Dal punto di vista regionale, come ricorda Agenzia Nova, la Cina ha lanciato una grande “offensiva commerciale per la fornitura di sottomarini d’attacco ai paesi litoranei dell’Oceano indiano”. Oggi, Bangladesh, Pakistan e Thailandia sono da considerare a tutti gli effetti clienti dell’industria navale di Pechino che esporta i propri mezzi alle marine militari di questi Paesi costruendo una sorta di cintura fisica all’India che vede in quest’azione un’inevitabile compressione della propria capacità di esportare prodotti militari ma anche di estendere la propria influenza. L’industria militare è infatti anch’essa un’incredibile forza propulsiva nei rapporti internazionali. E un Paese che compra mezzi militari da un altro Stato per forza di cose aumenta il livello di relazioni con il contraente.

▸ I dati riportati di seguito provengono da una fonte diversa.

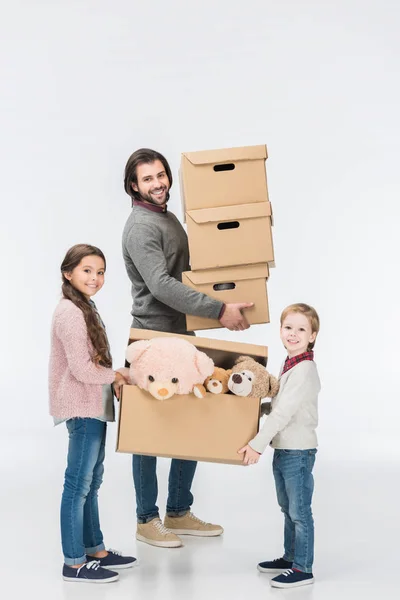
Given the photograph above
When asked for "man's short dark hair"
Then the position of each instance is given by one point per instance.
(142, 156)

Il Bangladesh comprò già nel 2013 due sottomarini diesel-elettrici usati Tipo 035 (denominazione Nato: classe Ming), iniziando le operazioni soltanto a marzo del 2017. Il costo basso, 100 milioni di dollari, e l’importanza di avere la Cina come parte del contratto, hanno poi avuto un ruolo fondamentale nella scelta di questo mezzo rispetto alle oltre offerte internazionali, europee in particolare. Ad aprile 2017 è stata la volta della Thailandia, che comprato due nuovi sottomarini Tipo 039A (denominazione Nato: classe Yuan) e che sta valutando l’acquisto di altri due sottomarini della stessa classe I mezzi, considerati tra i più silenziosi dell’industria della Difesa cinese, possono cambiare sensibilmente l’assetto strategico dei Paesi del sud-est asiatico. Infine il Pakistan, ormai alleato della Cina, che nel 2016, su sollecitazione dello stesso Xi Jinping, ha concluso con il governo di Pechino un contratto per la fornitura di otto sottomarini Tipo 039A, di cui quattro da assemblare in Pakistan. Non c’è solo il miglioramento delle relazioni in questa politica, né soltanto l’aumento degli introiti nell’industria bellica, poiché le vendite sono a prezzi molto bassi. La compravendita di sottomarini permette, infatti, alla Cina di esportare non solo i mezzi ma anche infrastrutture e stabilimenti per la manutenzione che potrebbero servire, in futuro per la stessa marina cinese. Un porto, costruito con infrastrutture adeguate ai mezzi venduti, significa che può ospitare già sottomarini del dragone. Inoltre, la vendita di sottomarini permette a Pechino di accumulare informazioni sempre maggiori sulle loro capacità operative. Non solo dei propri mezzi ma anche dei partner regionali.

n episodio, in questi ultimi giorni, può far comprendere la crescente importanza dei sottomarini nella geopolitica cinese. Un sottomarino navale cinese è stato individuato nelle acque vicino alle isole controllate dal Giappone nel Mar Cinese Orientale. Il ministro della Difesa del Giappone, Itsunori Onodera, ha confermato lunedì che si trattava di un sottomarino d’attacco a propulsione nucleare. Secondo il South China Morning Post, il sottomarino, appartenente alla classe Shang, lungo 110 metri, ed equipaggiato con missili nave-nave con un raggio di 40 chilometri, è stato rilevato giovedì mentre era in navigazione subacquea appena fuori dalle acque territoriali giapponesi, vicino alle isole Senkaku. “Siamo seriamente preoccupati per gli atti che sollevano unilateralmente le tensioni. Manterremo la guardia per rispondere rapidamente se accadesse di nuovo un incidente simile “, ha detto Onodera ai giornalisti. Onodera ha poi confermato un altro atto che per il Giappone ha rappresentato una vera sfida: il sottomarino è emerso in acque internazionali battendo una bandiera cinese sul suo albero. Una provocazione? Secondo gli analisti del quotidiano di Hong Kong potrebbe essere stato un gesto molto più pragmatico, e cioè volto a testare la velocità e le modalità di risposta della Difesa giapponese. Sta di fatto che l’utilizzo di un sottomarino di ultima generazione è un altro segnale del fatto che per la Cina, il controllo dei mari passa adesso anche per il controllo delle sue profondità.